Source code for swvo.io.kp.niemegk

# SPDX-FileCopyrightText: 2025 GFZ Helmholtz Centre for Geosciences
#
# SPDX-License-Identifier: Apache-2.0

"""
Module for handling Niemegk Kp data.
"""

import logging
import os
import warnings
from datetime import datetime, timedelta, timezone
from pathlib import Path
from shutil import rmtree
from typing import List, Tuple

import numpy as np
import pandas as pd
import requests

from swvo.io.base import BaseIO
from swvo.io.utils import enforce_utc_timezone

logger = logging.getLogger(__name__)

logging.captureWarnings(True)



[docs]
class KpNiemegk(BaseIO):
    """A class to handle Niemegk Kp data.

    Parameters
    ----------
    data_dir : Path | None
        Data directory for the Niemegk Kp data. If not provided, it will be read from the environment variable

    Methods
    -------
    download_and_process
    read

    Raises
    ------
    ValueError
        Returns `ValueError` if necessary environment variable is not set.
    """

    ENV_VAR_NAME = "RT_KP_NIEMEGK_STREAM_DIR"

    URL = "https://kp.gfz.de/fileadmin/files_for_gfz_cms/"
    NAME = "Kp_ap_nowcast.txt"

    DAYS_TO_SAVE_EACH_FILE = 3
    LABEL = "niemegk"


[docs]
    def download_and_process(self, start_time: datetime, end_time: datetime, reprocess_files: bool = False) -> None:
        """Download and process Niemegk Kp data file.

        Parameters
        ----------
        start_time : datetime
            Start time of the data to download and process.
        end_time : datetime
            End time of the data to download and process.
        reprocess_files : bool, optional
            Downloads and processes the files again, defaults to False, by default False

        Raises
        ------
        FileNotFoundError
            Raise `FileNotFoundError` if the file is not downloaded successfully.
        """
        if start_time < datetime.now(timezone.utc) - timedelta(days=30):
            logger.info("We can only download and process a Kp Niemegk file from the last 30 days!")
            return

        temporary_dir = Path("./temp_kp_niemegk_wget")
        temporary_dir.mkdir(exist_ok=True, parents=True)

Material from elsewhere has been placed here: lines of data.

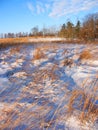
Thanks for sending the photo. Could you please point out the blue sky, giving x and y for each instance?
(22, 15)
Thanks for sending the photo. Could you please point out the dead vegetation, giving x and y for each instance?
(85, 54)
(85, 102)
(38, 54)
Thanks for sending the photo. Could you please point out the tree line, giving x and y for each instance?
(87, 30)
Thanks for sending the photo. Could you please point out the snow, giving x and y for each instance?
(39, 86)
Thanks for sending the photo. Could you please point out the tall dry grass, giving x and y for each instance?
(85, 54)
(85, 101)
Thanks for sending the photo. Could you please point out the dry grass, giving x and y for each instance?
(38, 54)
(85, 55)
(85, 102)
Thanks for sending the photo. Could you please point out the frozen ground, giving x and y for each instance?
(35, 90)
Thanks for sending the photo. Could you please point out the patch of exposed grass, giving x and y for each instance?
(86, 54)
(85, 102)
(38, 54)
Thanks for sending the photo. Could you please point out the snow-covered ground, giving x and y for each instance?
(35, 82)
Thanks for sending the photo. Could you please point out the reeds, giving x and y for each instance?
(85, 102)
(85, 54)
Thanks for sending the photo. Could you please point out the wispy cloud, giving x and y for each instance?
(40, 8)
(66, 7)
(59, 8)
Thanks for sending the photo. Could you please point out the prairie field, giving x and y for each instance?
(51, 86)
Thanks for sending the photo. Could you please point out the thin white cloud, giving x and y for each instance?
(59, 8)
(40, 8)
(30, 7)
(66, 7)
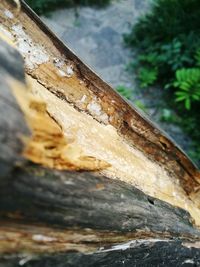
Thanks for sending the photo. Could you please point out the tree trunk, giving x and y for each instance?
(86, 180)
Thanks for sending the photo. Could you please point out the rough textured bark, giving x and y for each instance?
(62, 204)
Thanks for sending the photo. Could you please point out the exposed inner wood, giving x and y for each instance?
(75, 127)
(38, 239)
(65, 138)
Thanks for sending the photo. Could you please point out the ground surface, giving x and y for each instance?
(96, 36)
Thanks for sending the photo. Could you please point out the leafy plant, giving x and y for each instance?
(188, 84)
(124, 91)
(167, 42)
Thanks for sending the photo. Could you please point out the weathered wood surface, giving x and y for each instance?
(66, 218)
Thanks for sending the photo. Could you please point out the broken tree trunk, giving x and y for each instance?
(86, 180)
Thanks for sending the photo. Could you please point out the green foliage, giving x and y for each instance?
(167, 40)
(140, 105)
(147, 76)
(44, 6)
(124, 91)
(188, 84)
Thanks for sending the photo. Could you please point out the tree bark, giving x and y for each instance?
(69, 195)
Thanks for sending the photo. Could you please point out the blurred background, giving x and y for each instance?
(148, 50)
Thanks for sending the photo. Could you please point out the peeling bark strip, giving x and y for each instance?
(138, 202)
(94, 127)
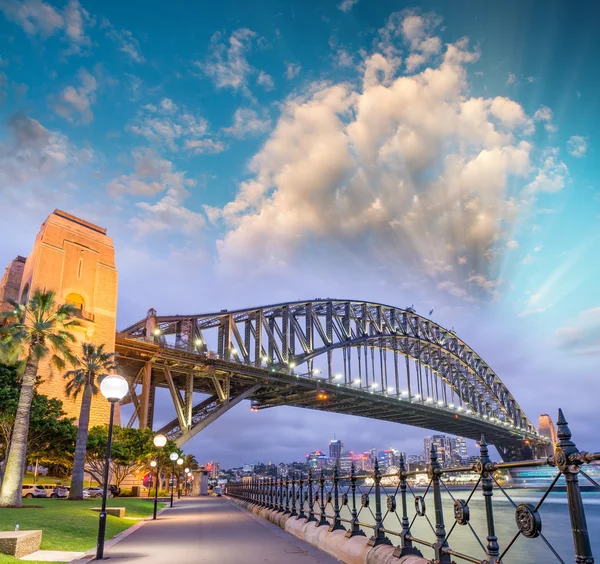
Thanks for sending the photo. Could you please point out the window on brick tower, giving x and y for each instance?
(76, 301)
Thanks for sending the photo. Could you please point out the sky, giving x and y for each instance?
(434, 154)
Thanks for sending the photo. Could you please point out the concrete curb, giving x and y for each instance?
(90, 555)
(350, 551)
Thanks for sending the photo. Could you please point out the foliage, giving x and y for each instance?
(132, 450)
(51, 438)
(93, 364)
(37, 329)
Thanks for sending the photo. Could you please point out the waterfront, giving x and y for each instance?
(556, 526)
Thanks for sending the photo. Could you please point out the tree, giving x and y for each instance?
(132, 450)
(93, 364)
(51, 437)
(39, 329)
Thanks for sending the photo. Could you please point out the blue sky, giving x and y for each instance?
(244, 153)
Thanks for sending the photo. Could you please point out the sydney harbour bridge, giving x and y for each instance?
(341, 356)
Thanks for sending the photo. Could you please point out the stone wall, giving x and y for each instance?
(74, 258)
(354, 550)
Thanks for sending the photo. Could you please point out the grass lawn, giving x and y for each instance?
(71, 525)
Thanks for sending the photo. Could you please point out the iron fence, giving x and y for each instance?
(340, 503)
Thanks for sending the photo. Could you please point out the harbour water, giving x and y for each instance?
(556, 527)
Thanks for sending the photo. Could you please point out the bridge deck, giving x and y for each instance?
(212, 530)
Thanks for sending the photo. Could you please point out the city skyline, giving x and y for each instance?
(304, 149)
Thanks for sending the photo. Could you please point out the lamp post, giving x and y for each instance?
(159, 442)
(113, 388)
(179, 463)
(173, 456)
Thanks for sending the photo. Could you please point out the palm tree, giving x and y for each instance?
(41, 329)
(92, 366)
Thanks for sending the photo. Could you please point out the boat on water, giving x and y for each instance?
(542, 476)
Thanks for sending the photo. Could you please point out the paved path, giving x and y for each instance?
(212, 530)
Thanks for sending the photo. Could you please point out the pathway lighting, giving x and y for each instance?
(179, 463)
(114, 388)
(173, 457)
(159, 442)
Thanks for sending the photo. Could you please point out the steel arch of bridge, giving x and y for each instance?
(390, 352)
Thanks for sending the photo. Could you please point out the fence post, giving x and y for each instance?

        logger.debug(f"Downloading file {self.URL + self.NAME} ...")

        file_paths, time_intervals = self._get_processed_file_list(start_time, end_time)
        for file_path, time_interval in zip(file_paths, time_intervals):
            if file_path.exists() and not reprocess_files:
                continue
            tmp_path = file_path.with_suffix(file_path.suffix + ".tmp")
            try:
                self._download(temporary_dir)

                # check if download was successfull
                if os.stat(str(temporary_dir / self.NAME)).st_size == 0:
                    raise FileNotFoundError(f"Error while downloading file: {self.URL + self.NAME}!")

                logger.debug("Processing file ...")
                processed_df = self._process_single_file(temporary_dir)

                data_single_file = processed_df[
                    (processed_df.index >= time_interval[0]) & (processed_df.index <= time_interval[1])
                ]

                if len(data_single_file.index) == 0:
                    continue

                file_path.parent.mkdir(parents=True, exist_ok=True)
                data_single_file.to_csv(tmp_path, index=True, header=False)
                tmp_path.replace(file_path)

                logger.debug(f"Saving processed file {file_path}")
            except Exception as e:
                logger.error(f"Failed to process {file_path}: {e}")
                if tmp_path.exists():
                    tmp_path.unlink()
                continue

        rmtree(temporary_dir, ignore_errors=True)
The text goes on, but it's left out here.